A good reason to not add more
>
> IMO refactoring the code so we allow drivers that don't sleep to run from
> softirq context to speed things up and avoid any context switches is the
> sensible optimization to do.
AFAICT, only cpufreq fast_switch is known to be atomic, others can
take a lock and as a result sleep so it's not possible.

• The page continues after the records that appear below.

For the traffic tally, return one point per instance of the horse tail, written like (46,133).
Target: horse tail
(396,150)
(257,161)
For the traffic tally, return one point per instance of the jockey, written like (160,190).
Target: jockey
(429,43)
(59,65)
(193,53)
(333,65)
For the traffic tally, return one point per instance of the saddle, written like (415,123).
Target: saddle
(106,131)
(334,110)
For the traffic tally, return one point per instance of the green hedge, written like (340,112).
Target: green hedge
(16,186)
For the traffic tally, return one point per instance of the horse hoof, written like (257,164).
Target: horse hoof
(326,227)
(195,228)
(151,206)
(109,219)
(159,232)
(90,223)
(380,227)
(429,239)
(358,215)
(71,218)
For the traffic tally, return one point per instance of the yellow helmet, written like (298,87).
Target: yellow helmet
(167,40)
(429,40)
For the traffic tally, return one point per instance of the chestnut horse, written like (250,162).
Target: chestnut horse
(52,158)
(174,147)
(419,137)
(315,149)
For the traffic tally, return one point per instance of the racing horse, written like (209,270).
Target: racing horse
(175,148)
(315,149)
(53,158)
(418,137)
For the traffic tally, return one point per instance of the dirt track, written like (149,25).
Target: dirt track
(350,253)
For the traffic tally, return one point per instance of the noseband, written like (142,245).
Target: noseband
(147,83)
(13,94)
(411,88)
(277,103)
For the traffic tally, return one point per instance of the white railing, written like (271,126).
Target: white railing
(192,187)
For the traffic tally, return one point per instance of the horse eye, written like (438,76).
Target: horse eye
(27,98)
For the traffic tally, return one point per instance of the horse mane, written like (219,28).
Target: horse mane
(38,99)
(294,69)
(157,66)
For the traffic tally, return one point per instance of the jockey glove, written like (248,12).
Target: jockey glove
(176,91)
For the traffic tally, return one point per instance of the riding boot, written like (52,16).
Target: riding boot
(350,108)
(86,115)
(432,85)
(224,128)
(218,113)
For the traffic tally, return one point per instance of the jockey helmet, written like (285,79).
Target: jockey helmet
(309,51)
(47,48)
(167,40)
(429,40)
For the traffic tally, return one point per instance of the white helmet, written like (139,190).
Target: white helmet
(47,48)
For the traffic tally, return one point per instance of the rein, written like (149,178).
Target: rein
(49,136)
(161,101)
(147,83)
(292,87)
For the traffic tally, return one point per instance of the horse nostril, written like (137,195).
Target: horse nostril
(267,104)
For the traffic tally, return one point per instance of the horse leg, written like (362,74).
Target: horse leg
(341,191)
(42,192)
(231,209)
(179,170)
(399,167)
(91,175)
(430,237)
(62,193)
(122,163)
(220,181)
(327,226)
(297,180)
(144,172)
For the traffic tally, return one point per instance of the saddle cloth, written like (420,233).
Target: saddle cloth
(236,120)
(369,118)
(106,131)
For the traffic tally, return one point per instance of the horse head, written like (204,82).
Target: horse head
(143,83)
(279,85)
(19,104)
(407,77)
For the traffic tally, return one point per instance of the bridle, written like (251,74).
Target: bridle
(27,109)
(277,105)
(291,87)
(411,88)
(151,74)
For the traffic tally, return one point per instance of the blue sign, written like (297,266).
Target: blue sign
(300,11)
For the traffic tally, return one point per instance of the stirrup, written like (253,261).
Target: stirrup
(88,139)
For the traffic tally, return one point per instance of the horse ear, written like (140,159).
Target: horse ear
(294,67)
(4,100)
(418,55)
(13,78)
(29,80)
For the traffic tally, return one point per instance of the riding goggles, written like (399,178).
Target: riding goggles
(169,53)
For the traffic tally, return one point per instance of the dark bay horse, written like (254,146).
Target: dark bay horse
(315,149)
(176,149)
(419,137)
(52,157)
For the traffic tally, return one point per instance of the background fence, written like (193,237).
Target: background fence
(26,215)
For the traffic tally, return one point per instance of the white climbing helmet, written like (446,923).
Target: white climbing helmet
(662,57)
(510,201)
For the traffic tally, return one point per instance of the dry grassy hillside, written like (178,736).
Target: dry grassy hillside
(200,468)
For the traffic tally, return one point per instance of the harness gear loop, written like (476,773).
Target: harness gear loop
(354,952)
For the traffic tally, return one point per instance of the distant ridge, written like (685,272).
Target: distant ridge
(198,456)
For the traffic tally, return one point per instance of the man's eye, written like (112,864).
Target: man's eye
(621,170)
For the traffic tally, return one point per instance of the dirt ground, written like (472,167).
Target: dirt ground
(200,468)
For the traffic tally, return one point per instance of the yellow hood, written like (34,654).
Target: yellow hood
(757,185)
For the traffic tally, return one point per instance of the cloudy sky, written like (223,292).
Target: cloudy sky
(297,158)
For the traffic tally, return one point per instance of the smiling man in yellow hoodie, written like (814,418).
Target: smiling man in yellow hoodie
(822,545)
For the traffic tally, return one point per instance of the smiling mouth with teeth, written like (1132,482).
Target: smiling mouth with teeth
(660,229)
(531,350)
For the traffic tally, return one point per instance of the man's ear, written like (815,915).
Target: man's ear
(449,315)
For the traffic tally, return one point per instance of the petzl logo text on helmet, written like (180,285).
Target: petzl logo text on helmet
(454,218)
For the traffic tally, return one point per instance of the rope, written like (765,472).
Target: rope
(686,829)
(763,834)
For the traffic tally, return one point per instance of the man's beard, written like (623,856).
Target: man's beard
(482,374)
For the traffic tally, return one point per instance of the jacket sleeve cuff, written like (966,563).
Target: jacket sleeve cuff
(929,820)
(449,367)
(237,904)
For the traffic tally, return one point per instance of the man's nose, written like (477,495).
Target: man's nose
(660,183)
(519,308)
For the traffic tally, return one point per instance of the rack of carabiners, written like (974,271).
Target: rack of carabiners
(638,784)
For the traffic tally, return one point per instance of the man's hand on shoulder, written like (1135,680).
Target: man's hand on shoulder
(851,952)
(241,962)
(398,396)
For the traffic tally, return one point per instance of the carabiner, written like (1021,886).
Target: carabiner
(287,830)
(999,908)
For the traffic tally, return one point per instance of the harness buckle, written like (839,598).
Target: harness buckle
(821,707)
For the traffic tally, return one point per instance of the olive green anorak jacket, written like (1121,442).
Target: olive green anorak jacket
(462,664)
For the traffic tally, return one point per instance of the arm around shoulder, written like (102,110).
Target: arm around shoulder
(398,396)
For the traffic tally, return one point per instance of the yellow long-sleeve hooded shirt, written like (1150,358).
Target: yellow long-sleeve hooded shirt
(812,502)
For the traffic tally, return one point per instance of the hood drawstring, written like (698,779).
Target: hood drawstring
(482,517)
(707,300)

Please use fast_switch in this case but not softirq which can end up
in a daemon anyway.
>
> Drivers that sleep will experience significant delays and I'm not seeing the
> point of optimizing an additional context switch. I don't see we need to get
No, They don't have spurious wakeups now, your patch is adding one
more. I don't see why they should accept spurious context switch
> out of our way to accommodate these slow platforms. But give them the option to
> move to something better if they manage to write their code to avoid sleeps.
>
> Would this be a suitable option to move forward?
>
> FWIW I did test this on pixel 6 which !fast_switch and benchmark scores are
> either the same or better (less frame drops in UI particularly).